We would like to respond to the allegations that tenant advocates ignored the concerns of small landlords when non-owner occupied two- and three-family units were included in the newly negotiated rent control ordinance.

Coverage of such units exists in towns such as Maplewood, while even more restrictive coverage provisions than Montclair’s exist in neighboring Caldwell or Cedar Grove. We were careful to ensure that all landlords covered by the ordinance would be able to receive a just and reasonable return on their investment.

We withdrew our demand for a straight 3% annual rent increase across the board for all tenants when Mr. William Scott, a participant in the negotiations and an owner of two buildings covered by the new ordinance, objected, noting that it would not be sufficient for small landlords.

Landlords of these buildings will now be allowed a 6% rent increase in the first year after enactment of the ordinance, provided they honored the rent freeze the Township Council put into effect in 2020, and we assume that the vast majority of them did so. They will then be allowed to receive up to a 4% ever year thereafter. For senior tenants the annual increase will be 2.5% for the first year and beyond.

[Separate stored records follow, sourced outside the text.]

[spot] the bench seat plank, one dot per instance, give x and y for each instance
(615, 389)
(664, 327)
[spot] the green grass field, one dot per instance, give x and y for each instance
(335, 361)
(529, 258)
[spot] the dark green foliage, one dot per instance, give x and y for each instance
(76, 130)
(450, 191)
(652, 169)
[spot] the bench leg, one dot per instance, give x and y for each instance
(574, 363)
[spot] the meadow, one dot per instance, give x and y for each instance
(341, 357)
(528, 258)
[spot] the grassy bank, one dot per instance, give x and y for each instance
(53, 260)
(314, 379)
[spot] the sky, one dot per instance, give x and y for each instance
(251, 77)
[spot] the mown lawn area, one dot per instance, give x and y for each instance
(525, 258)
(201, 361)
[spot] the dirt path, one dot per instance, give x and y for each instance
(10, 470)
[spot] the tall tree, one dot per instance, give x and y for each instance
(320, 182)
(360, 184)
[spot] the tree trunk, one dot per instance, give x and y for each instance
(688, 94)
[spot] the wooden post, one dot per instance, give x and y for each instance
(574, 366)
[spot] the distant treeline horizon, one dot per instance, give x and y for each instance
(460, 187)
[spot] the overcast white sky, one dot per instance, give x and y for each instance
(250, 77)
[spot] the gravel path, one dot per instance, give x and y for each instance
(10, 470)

When a tenant moves out, landlords will have full, unlimited vacancy decontrol, limited to once in a five-year period. This will allow small landlords the opportunity to stay at or above market levels. Additionally, they will be allowed to “self-certify” regarding substantial compliance and non-harassment of the vacating tenant, and they will have the ability to re-rent the apartment prior to final approval of the rent board.

Landlords will be entitled to hardship increases when their operating expenses exceed 65% of total gross income.

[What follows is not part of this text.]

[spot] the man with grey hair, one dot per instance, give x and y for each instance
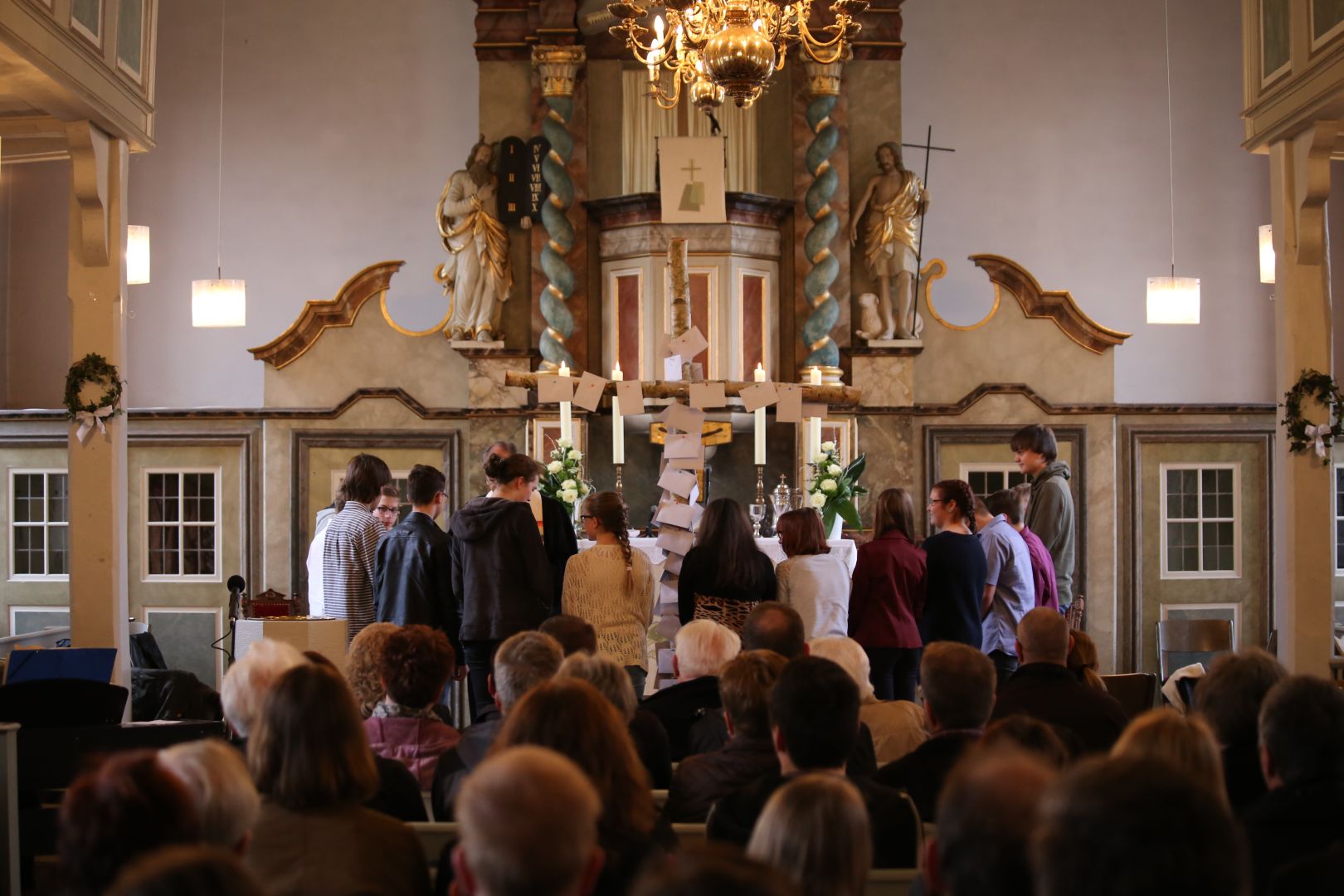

Landlords will be entitled to capital improvement surcharges for major additional services.

Also, in the event that a landlord receives a tax reduction from a tax appeal he/she is not required to share any portion of it with their tenants.

Some landlords expressed concern that the registration process would be too time consuming and bureaucratic. But this is not true. The registration with the rent control Officer in no more onerous than the current municipal registration requirement (see Montclair's municipal code, chapter 213, section 1) for rental properties of all buildings with two rental units or more.

We strongly urge the owners of the newly covered units to withdraw their opposition to the new rent control ordinance. It will provide reasonable rent increases for their tenants and mechanisms to achieve a profitable return on their investment.